Introduction and Project Summary

This project will use natural language processing and text mining to build a predictive model that can predict the next word that a person intends to type, for example in their smart phone. For this capstone project, Johns Hopkins University and Coursera partnered with SwiftKey, a company that has built a virtual keyboard app which learns from previous typed text and outputs predictions based on currently inputted text and what it has learned: https://en.wikipedia.org/wiki/Microsoft_SwiftKey.

To build this predictive model, we will use a large corpus of text documents, provided by Swiftkey and derived from blogs, news, and Twitter (tweets). We will use the English database of text documents to complete this project, although the text documents are also provided in German, Finnish, and Russian. Once the predictive text model is built, it will be turned into a Shiny app that accepts input and predicts the final word.

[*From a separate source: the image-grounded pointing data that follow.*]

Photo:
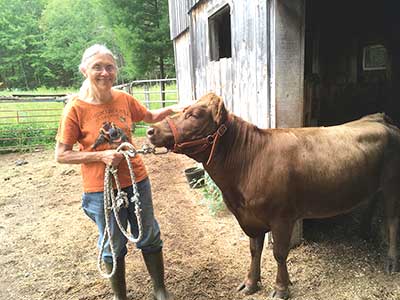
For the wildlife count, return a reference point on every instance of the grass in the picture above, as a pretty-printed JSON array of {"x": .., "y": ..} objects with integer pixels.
[
  {"x": 26, "y": 124},
  {"x": 212, "y": 196}
]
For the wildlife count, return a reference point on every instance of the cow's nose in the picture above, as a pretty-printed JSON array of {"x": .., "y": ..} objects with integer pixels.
[{"x": 150, "y": 131}]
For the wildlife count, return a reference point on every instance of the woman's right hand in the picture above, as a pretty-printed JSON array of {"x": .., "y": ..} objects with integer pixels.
[{"x": 111, "y": 157}]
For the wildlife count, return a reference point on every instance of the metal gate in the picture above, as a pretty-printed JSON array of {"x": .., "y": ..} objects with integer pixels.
[{"x": 30, "y": 121}]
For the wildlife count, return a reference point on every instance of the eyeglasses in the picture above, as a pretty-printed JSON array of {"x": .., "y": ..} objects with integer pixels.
[{"x": 99, "y": 68}]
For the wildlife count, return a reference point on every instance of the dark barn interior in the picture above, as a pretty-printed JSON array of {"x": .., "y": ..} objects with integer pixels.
[
  {"x": 352, "y": 68},
  {"x": 352, "y": 60}
]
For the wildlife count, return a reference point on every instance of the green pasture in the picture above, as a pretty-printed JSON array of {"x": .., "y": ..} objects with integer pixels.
[{"x": 26, "y": 124}]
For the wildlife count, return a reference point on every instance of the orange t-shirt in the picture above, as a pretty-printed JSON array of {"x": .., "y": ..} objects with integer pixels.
[{"x": 81, "y": 123}]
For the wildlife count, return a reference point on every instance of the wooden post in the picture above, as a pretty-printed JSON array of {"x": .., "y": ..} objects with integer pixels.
[{"x": 289, "y": 33}]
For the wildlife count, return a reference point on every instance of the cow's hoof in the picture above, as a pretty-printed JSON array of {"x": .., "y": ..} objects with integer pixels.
[
  {"x": 391, "y": 266},
  {"x": 249, "y": 289},
  {"x": 280, "y": 295}
]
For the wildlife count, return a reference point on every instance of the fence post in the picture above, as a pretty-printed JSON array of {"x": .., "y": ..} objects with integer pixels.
[{"x": 146, "y": 95}]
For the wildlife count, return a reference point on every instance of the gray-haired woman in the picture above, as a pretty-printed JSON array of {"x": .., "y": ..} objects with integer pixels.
[{"x": 97, "y": 105}]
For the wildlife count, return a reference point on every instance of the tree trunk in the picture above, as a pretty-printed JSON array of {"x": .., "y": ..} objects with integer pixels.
[{"x": 162, "y": 83}]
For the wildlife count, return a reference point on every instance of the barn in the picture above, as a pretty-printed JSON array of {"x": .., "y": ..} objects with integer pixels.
[{"x": 290, "y": 63}]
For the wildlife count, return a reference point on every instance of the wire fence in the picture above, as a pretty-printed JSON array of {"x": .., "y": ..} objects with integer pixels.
[{"x": 30, "y": 121}]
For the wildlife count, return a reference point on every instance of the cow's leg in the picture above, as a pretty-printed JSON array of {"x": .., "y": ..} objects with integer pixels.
[
  {"x": 392, "y": 256},
  {"x": 251, "y": 284},
  {"x": 391, "y": 192},
  {"x": 366, "y": 218},
  {"x": 281, "y": 234}
]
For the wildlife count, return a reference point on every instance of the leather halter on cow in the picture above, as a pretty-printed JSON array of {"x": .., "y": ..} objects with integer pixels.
[{"x": 270, "y": 178}]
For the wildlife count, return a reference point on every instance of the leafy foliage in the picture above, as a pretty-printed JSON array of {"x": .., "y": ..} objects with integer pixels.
[
  {"x": 20, "y": 43},
  {"x": 41, "y": 41},
  {"x": 149, "y": 48}
]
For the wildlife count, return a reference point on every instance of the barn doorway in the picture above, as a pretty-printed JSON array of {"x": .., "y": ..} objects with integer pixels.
[
  {"x": 352, "y": 60},
  {"x": 352, "y": 68}
]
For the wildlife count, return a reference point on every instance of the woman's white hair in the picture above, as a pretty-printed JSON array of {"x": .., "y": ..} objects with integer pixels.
[{"x": 90, "y": 52}]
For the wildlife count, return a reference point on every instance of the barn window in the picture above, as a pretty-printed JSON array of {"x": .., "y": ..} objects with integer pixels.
[
  {"x": 374, "y": 57},
  {"x": 219, "y": 25}
]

For example, the app might receive the input phrase “better late than” and it might output the word “never”.

Load Libraries

library(stringi) 
library(stringr) 
library(tm) 
library(LaF) 
library(dplyr)
library(tidytext)
library(ggplot2)
library(gridExtra)
library(scales)
library(data.table)
library(kableExtra)
library(wordcloud)

First, just examine what the data look like.

Examine what the blogs look like:

#set working directory
setwd("C:/Users/yxj4/OneDrive - CDC/+My_Documents/CDC/1 DDT/Data Modernization/Coursera/Hopkins Data Science Specialization/10 Data Science Capstone/0 Dataset/Coursera-SwiftKey/final/en_US")
#The following code reads the first five lines of the English blog data set:
con <- file("en_US.blogs.txt", "r") 
## Read in the first 3 lines of text  
readLines(con, 3) 
## [1] "In the years thereafter, most of the Oil fields and platforms were named after pagan “gods”."                                                                                                                                                                                                                                                                                                                                                                                                                                                                                                                                                                                                                        
## [2] "We love you Mr. Brown."                                                                                                                                                                                                                                                                                                                                                                                                                                                                                                                                                                                                                                                                                              
## [3] "Chad has been awesome with the kids and holding down the fort while I work later than usual! The kids have been busy together playing Skylander on the XBox together, after Kyan cashed in his $$$ from his piggy bank. He wanted that game so bad and used his gift card from his birthday he has been saving and the money to get it (he never taps into that thing either, that is how we know he wanted it so bad). We made him count all of his money to make sure that he had enough! It was very cute to watch his reaction when he realized he did! He also does a very good job of letting Lola feel like she is playing too, by letting her switch out the characters! She loves it almost as much as him."
##Close the connection when you are done
close(con)

Examine what the news data look like:

#set working directory
setwd("C:/Users/yxj4/OneDrive - CDC/+My_Documents/CDC/1 DDT/Data Modernization/Coursera/Hopkins Data Science Specialization/10 Data Science Capstone/0 Dataset/Coursera-SwiftKey/final/en_US")
#The following code reads the first five lines of the English blog data set:
con <- file("en_US.news.txt", "r") 
## Read in the first 3 lines of text  
readLines(con, 3) 
## [1] "He wasn't home alone, apparently."                                                                                                                                                
## [2] "The St. Louis plant had to close. It would die of old age. Workers had been making cars there since the onset of mass automotive production in the 1920s."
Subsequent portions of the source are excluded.